Florida, director of the Martin Prosperity Institute at the University of Toronto and a senior editor at The Atlantic, questions both the economic impact of the new Tesla venture in Nevada and also the wisdom of Gov. Brian Sandoval’s call for a special session to provide Tesla with $1.3 billion in tax breaks and transferable tax credits.
Florida’s article is titled “Reno Won Tesla's Gigafactory. Was It Worth It?” In it, the professor argues that government officials have dramatically overstated the economic impact of Tesla in Nevada. He cites, among others, Martin Kenney, a University of California, Davis, professor and expert on high-tech factories, who predicts the Tesla factory would at most employ 3,000.
Florida than looks at the “multiplier effect” that government officials trot out to transform an estimated 6,500 jobs at the Tesla factory into more than 22,000 jobs in the economy. Florida writes:
The state of Nevada says the factory will ultimately create 22,000 jobs, after the multiplier effect of the Gigafactory is taken into account. That's a multiplier of more than three times the number of direct jobs. A smaller multiplier — say around 1.5 — is generally thought to be more in line with something like a high-tech battery plant…
Combining 3,000 jobs at the factory with a multiplier of 1.5 means the Tesla factory would produce, directly and indirectly, only 4,500 jobs. Presuming state lawmakers approve the proposed $1.3 billion in tax abatements and transferable tax credits, each direct job would be costing taxpayers over $365,000 in lost tax revenue. Even if indirect jobs are included in the calculation, each job still would cost Nevada over $240,000.

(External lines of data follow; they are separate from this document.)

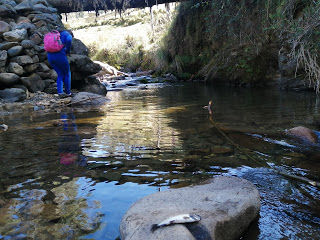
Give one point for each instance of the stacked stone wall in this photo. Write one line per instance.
(23, 60)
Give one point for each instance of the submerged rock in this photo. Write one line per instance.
(303, 134)
(227, 205)
(86, 98)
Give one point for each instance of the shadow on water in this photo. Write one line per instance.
(74, 174)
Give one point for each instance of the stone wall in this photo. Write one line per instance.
(23, 61)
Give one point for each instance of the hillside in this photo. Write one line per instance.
(128, 41)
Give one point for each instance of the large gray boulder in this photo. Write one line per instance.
(3, 58)
(34, 83)
(227, 205)
(4, 27)
(15, 51)
(16, 35)
(8, 79)
(7, 11)
(15, 68)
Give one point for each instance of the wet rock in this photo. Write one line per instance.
(28, 26)
(3, 58)
(22, 60)
(170, 77)
(35, 59)
(14, 51)
(8, 45)
(31, 68)
(36, 38)
(16, 35)
(48, 82)
(42, 67)
(40, 24)
(48, 75)
(86, 98)
(7, 11)
(227, 205)
(8, 79)
(15, 68)
(34, 83)
(83, 64)
(4, 27)
(23, 19)
(27, 44)
(92, 85)
(24, 6)
(303, 134)
(13, 95)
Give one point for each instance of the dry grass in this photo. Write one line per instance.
(128, 37)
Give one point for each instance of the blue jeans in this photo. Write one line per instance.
(60, 64)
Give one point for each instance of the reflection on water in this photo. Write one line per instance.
(74, 174)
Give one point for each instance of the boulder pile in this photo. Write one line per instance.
(23, 60)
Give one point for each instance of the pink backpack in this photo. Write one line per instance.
(52, 42)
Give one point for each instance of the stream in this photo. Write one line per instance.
(73, 173)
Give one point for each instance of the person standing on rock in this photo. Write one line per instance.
(59, 62)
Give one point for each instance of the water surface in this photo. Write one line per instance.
(73, 174)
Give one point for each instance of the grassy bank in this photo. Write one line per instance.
(128, 42)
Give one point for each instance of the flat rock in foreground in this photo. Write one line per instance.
(227, 205)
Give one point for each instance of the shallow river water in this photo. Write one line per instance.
(72, 174)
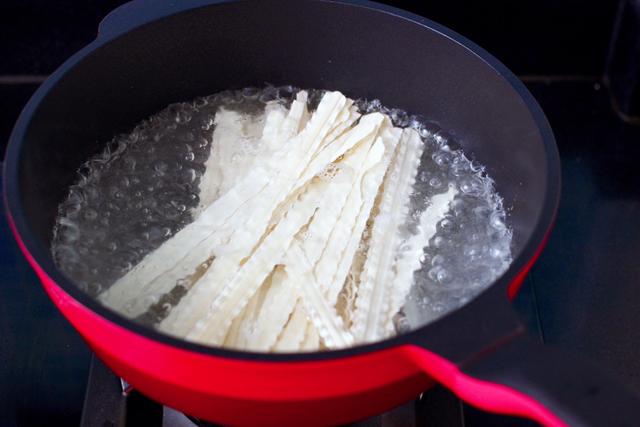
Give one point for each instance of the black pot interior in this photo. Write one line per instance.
(360, 51)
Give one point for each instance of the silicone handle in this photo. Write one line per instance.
(527, 379)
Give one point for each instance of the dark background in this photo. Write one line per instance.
(583, 294)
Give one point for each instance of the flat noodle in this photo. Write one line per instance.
(376, 278)
(278, 242)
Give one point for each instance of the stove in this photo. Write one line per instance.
(580, 295)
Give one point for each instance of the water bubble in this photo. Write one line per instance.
(90, 214)
(435, 182)
(161, 167)
(441, 159)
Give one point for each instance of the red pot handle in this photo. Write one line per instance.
(531, 380)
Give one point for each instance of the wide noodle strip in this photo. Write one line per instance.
(296, 242)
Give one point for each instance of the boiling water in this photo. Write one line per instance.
(143, 188)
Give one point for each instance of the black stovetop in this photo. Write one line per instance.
(581, 294)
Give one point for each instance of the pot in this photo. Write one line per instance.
(148, 55)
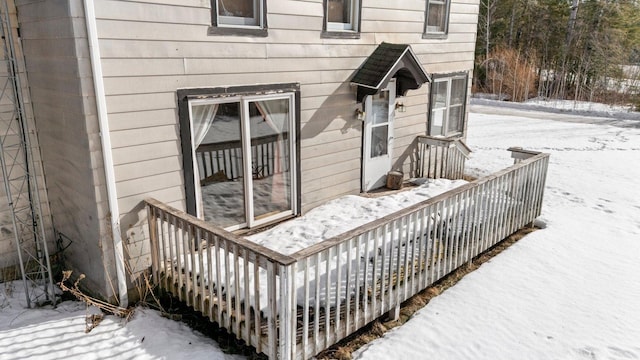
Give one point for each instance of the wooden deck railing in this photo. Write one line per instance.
(441, 157)
(292, 307)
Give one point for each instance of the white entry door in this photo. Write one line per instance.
(378, 137)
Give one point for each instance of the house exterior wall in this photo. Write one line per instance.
(59, 69)
(151, 48)
(9, 268)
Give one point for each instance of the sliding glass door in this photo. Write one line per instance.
(243, 151)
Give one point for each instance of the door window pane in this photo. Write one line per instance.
(341, 14)
(270, 162)
(219, 159)
(440, 94)
(380, 108)
(239, 12)
(454, 124)
(379, 141)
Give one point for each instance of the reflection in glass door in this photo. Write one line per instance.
(378, 137)
(271, 180)
(243, 159)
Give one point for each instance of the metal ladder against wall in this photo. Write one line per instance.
(19, 176)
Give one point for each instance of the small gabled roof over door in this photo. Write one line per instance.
(386, 62)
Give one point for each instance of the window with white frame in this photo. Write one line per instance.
(341, 17)
(448, 100)
(437, 18)
(238, 17)
(239, 154)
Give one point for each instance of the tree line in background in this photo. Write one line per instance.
(562, 49)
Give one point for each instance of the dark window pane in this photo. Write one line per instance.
(458, 87)
(239, 12)
(437, 12)
(379, 141)
(219, 158)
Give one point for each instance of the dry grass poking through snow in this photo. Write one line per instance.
(375, 330)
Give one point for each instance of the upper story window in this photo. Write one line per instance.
(436, 18)
(239, 17)
(341, 19)
(448, 101)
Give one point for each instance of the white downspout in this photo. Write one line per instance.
(103, 120)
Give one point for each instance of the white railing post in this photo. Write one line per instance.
(286, 313)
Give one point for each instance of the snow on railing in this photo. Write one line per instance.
(441, 157)
(296, 306)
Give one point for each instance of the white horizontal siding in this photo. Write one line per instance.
(152, 48)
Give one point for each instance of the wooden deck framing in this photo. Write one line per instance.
(294, 306)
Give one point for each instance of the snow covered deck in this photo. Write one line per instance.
(292, 299)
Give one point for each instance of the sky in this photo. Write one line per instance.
(568, 291)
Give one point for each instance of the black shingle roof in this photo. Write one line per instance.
(388, 61)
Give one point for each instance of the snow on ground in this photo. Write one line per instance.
(59, 333)
(340, 215)
(570, 291)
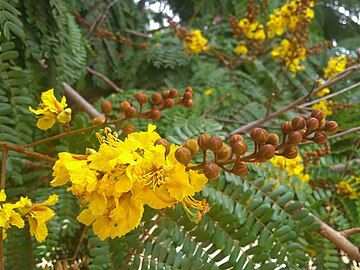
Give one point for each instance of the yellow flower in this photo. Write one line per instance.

Florida argues that Tesla is unlikely to create an industry hub in Nevada, noting that trade-offs always accompany economic growth. He describes a scenario where Tesla, backed by government-guaranteed advantages, would kill off thousands of currently existing high-paying jobs:
The spillovers are limited, Kenney notes, by the simple fact that a battery plant, however advanced its technology, is much more self-contained than an automotive assembly plant, which forms the hub of an extensive supply chain. “There is little high-tech benefit in terms of things like research,” Kenney writes in an email. And since there is no real supply chain for the plant in the region, it is likely that a lot of money will leak out of Reno. Thomas notes that if the plant is ultimately successful, and electric cars take over our roadways, there will be job losses at traditional auto companies, where conventional gasoline-powered engines are built. “Therefore,” he writes in an email, “the net benefit to the country will be less than 6,500 jobs.” Those lost engine plant jobs would almost certainly be higher paying ones than the $22 an hour jobs the Gigafactory will create.
In view of this article, Andy Matthews, NPRI’s president, released the following comments:
Richard Florida’s article raises many important questions regarding the economic impact of $1.3 billion given to Tesla in targeted tax breaks. This new analysis also describes a scenario where Tesla’s factory produces just 4,500 jobs directly and indirectly — not 22,000 as GOED claims. In that scenario, taxpayers would be handing out over $240,000 for each job, hardly a good deal for the state.
Lawmakers should not just immediately accept the economic impact numbers put out by the Governor’s Office of Economic Development, Instead, they should conduct a thorough examination of both the best- and worst-case scenarios. Credible independent economic analysis needs to be done on this deal before lawmakers vote on any tax breaks for Tesla.
Life is full of tradeoffs, and taxpayers and lawmakers need to know what the opportunity costs are in this situation. That’s not something lawmakers can accomplish in just a one- or three-day Special Session — especially for targeted tax breaks of this magnitude.
If lawmakers wanted to give Nevada’s entire economy a boost, they should lower Nevada’s sales tax across the board.